As to the second issue of whether or not the petitioner is entitled to backwages, we agree with the ruling of the NLRC and the appellate court that the petitioner is not entitled to backwages. The petitioner’s contention that the ruling of the Court in Serrano v. NLRC26 should apply even if he was dismissed even before said ruling of the Court has no merit. When the petitioner was dismissed, the ruling of the Court in Wenphil Corporation v. NLRC,27 that an employee who was not accorded his statutory right to two-notice before his dismissal by his employer was entitled only to indemnity, was the prevailing doctrine.
It can be recalled that in both Wenphil and Serrano, the respective employers therein failed to comply with the statutory two-notice requirement. The employer was ordered to pay indemnity to the employee in the Wenphil case; in Serrano, the employer was ordered to pay backwages from the time the employment was terminated until it was determined that the termination was for a just cause, due to the employer’s failure to comply with the statutory requirement which rendered the employee’s dismissal without legal effect.
The matter has been laid to rest in the recent case of Agabon v. NLRC,28 where the Court held that a violation of an employee’s statutory right to two notices prior to the termination of his employment for a just cause entitles him to nominal damages of ₱30,000.00, absent sufficient evidence to support an award for actual or moral damages.

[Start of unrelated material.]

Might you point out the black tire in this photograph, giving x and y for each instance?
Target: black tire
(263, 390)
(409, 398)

The Court ruled in the Agabon case that it was abandoning the doctrine laid down in Serrano in this wise:
After carefully analyzing the consequences of the divergent doctrines in the law on employment termination, we believe that in cases involving dismissal for cause but without observance of the twin requirements of notice and hearing, the better rule is to abandon the Serrano doctrine and to follow Wenphil by holding that the dismissal was for just cause but imposing sanctions on the employer. Such sanctions, however, must be stiffer than that imposed in Wenphil. By doing so, this Court would be able to achieve a fair result by dispensing justice not just to employees, but to employers as well.29
IN LIGHT OF ALL THE FOREGOING, the assailed Decision of the Court of Appeals is AFFIRMED with MODIFICATION. The respondents are ORDERED to pay, jointly and severally, indemnity to the petitioner in the amount of Thirty Thousand Pesos (₱30,000.00). No costs.
SO ORDERED.
Puno, (Chairman), Austria-Martinez, Tinga, and Chico-Nazario, JJ., concur.
Footnotes
1 Penned by Associate Justice Jose L. Sabio, Jr. with Associate Justices Buenaventura J. Guerrero (now retired) and Eliezer R. de los Santos, concurring.

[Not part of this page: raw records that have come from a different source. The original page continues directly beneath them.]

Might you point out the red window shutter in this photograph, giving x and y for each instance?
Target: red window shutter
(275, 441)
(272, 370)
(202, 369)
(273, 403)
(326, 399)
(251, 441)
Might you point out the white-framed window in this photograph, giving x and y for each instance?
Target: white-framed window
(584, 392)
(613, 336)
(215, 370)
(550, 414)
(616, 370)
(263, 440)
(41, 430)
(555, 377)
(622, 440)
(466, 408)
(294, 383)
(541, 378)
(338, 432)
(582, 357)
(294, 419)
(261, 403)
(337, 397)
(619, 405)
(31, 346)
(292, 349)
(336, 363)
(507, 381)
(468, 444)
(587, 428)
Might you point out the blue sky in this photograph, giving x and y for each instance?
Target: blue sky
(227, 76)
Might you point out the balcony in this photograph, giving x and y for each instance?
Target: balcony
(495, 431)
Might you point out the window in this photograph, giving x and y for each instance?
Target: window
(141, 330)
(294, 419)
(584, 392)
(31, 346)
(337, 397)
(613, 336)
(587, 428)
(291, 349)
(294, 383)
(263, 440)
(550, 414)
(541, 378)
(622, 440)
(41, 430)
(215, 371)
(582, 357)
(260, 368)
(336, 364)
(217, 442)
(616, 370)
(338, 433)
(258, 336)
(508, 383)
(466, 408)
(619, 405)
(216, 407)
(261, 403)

2 Records, p. 34. (Vol. I)
3 Id. at 17.
4 Id. at 16.
5 Id. at 35.
6 CA Rollo, p. 34.
7 Records, p. 18. (Vol. I)
8 Id. at 38.
9 Id. at 37.
10 CA Rollo, p. 50.
11 Records, p. 39. (Vol. I)
12 Ibid.
13 Records, pp. 146-147. (Vol. I).
14 Id. at 152-153.
15 Id. at 154.
16 Penned by Commissioner Tito F. Genilo, with Presiding Commissioner Lourdes C. Javier and Commissioner Ireneo B. Bernardo, concurring.
17 Records, pp. 175-176. (Vol. I).
18 Id. at 188-190.
19 323 SCRA 445 (2000).
20 Rollo, p. 234.
21 Id. at 15.
22 Supra.
23 Records, p. 53 (Vol. I).
24 Id. at 54.
25 JGB and Associates, Inc. v. NLRC, 254 SCRA 457 (1996).
26 Supra.
27 170 SCRA 69 (1989).
28 G.R. No. 158693, November 17, 2004.